ABC 18/09/14
IGNACIO CAMACHO
· La suspensión de la autonomía es una leyenda urbana, un bulo político agitado para excitar el imaginario victimista
TANQUES en la Plaza de Cataluña, tricornios lorquianos en la Rambla, legionarios despechugados por la Diagonal: el imaginario victimista del nacionalismo se excita con la ensoñación iconográfica de una toma militar, de una suerte de golpe armado, de un Tiannanmen mediterráneo ante el que oponer pacíficas masas con las manos en alto. La mitología emocional del pueblo cautivo necesita completarse con la amenaza latente de una invasión españolista. La hegemonía discursiva del soberanismo ha logrado componer un marco mental en el que la simple evocación de la obediencia a la ley sugiere un escenario de represión y violencia. Es su gran éxito: crear un estado de opinión pública que contrapone los conceptos de legalidad (española) y democracia.

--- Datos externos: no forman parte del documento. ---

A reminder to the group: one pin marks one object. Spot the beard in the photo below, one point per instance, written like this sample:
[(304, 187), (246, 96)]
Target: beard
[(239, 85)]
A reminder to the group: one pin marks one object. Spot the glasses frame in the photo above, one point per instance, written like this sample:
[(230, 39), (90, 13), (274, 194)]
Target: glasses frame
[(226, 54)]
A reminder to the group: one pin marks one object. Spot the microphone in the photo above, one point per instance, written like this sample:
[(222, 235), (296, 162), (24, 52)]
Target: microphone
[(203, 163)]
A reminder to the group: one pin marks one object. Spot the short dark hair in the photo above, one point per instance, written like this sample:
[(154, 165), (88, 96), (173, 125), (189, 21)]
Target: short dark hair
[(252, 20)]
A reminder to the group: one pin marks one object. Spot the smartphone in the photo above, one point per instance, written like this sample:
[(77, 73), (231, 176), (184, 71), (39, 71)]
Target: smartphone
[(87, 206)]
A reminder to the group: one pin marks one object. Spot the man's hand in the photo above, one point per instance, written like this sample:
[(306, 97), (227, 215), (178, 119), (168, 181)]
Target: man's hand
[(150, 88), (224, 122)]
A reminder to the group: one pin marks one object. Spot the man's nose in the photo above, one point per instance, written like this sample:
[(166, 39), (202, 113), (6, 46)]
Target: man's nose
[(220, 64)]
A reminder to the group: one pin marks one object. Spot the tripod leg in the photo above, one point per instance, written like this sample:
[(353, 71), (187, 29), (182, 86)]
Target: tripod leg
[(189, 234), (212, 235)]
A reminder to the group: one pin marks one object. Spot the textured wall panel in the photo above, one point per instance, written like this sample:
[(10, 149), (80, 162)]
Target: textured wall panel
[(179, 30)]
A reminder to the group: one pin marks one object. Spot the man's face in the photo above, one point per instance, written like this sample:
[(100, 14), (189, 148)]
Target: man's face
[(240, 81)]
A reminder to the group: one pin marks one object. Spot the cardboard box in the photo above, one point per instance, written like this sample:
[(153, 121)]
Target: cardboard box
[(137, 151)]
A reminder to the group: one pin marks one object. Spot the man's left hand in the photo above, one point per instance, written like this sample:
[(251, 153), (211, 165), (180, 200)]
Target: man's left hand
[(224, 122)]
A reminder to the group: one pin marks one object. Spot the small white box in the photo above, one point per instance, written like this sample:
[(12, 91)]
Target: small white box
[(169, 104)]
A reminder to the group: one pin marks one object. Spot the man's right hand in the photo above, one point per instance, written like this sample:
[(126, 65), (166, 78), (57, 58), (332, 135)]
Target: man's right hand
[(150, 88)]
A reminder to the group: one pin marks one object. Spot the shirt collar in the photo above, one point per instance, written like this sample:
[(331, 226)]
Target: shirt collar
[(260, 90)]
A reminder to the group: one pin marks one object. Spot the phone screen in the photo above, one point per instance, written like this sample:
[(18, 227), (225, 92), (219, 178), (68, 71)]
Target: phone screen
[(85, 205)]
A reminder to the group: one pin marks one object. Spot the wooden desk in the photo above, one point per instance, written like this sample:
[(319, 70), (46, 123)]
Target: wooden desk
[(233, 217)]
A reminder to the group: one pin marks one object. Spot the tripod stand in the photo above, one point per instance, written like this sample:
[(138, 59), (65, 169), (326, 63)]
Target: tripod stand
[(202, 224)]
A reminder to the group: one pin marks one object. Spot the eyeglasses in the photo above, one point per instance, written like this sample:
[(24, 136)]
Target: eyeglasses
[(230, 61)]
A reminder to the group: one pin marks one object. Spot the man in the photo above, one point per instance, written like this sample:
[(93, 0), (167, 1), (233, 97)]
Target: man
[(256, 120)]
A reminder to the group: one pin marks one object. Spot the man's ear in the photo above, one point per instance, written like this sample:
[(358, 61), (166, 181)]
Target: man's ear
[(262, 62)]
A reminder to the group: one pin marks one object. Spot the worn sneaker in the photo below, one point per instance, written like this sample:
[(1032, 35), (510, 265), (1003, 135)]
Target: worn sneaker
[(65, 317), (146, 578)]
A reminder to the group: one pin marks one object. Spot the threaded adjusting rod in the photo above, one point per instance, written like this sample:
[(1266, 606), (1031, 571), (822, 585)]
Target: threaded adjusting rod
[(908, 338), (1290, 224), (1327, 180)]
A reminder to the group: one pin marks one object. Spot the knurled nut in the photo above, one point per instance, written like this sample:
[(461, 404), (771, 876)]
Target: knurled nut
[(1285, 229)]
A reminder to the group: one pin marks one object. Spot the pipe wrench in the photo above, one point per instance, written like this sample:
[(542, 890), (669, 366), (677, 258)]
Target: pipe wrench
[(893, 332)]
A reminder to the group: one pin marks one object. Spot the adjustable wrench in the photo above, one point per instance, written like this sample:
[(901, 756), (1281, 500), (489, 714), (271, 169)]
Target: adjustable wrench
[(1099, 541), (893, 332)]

Esa virtual guerra de Troya, como la de Giradoux, no tendrá lugar ni siquiera en su versión deconstruida. La suspensión de la autonomía es una suerte de leyenda urbana, de bulo político aireado para agitar el eficaz espantajo del Estado opresor. El famoso artículo 155 de la Constitución no contiene en sus dos breves y ambiguos apartados ninguna alusión a procedimientos de fuerza ni a estados de sitio. Se trata solo de una disposición, de corte federalizante, que garantiza ante casos de desobediencia la supremacía de las leyes estatales. El Gobierno, previa autorización por mayoría absoluta del Senado, puede ejercer de jerarquía superior ante las instituciones autonómicas para asegurar la observancia legal en un supuesto grave y explícito de desacato. Ya lo ha hecho alguna vez –el ministro Borrell en un conflicto menor sobre el régimen fiscal de Canarias– y lo aplica de facto en la supervisión de los déficits territoriales. Si la Generalitat decidiese celebrar un referéndum prohibido por el Tribunal Constitucional, el Estado lo impediría mediante un simple despacho. No con la Guardia Civil ni con el Ejército: con los mossos d´esquadra, en su condición de policía judicial y de funcionarios públicos obligados a aplicar el ordenamiento jurídico.
Los tanques los mandó a Barcelona –año 34, Alcalá Zamora, Lerroux, el general Batet– la por algunos añorada Segunda República. La insurrección de Companys duró unas horas y costó unas decenas de muertos. Quizá el victimismo secesionista sienta nostalgia histórica de aquellas emociones fuertes, pero no las habrá por más que muchos las quieran entrever en las palabras mal medidas del locuaz ministro Margallo. El Estado democrático del siglo XXI no necesita más que la fuerza tranquila. Los agitadores de demonios tendrán que conformarse con un expediente mucho más prosaico, casi una diligencia administrativa.
Las cosas de la denostada Transición no estaban tan mal pensadas. A diferencia de los actuales aprendices de brujo aficionados al adanismo político, aquellos fundadores constitucionales sí le tenían respeto a la Historia y sabían cómo hacer para no repetirla.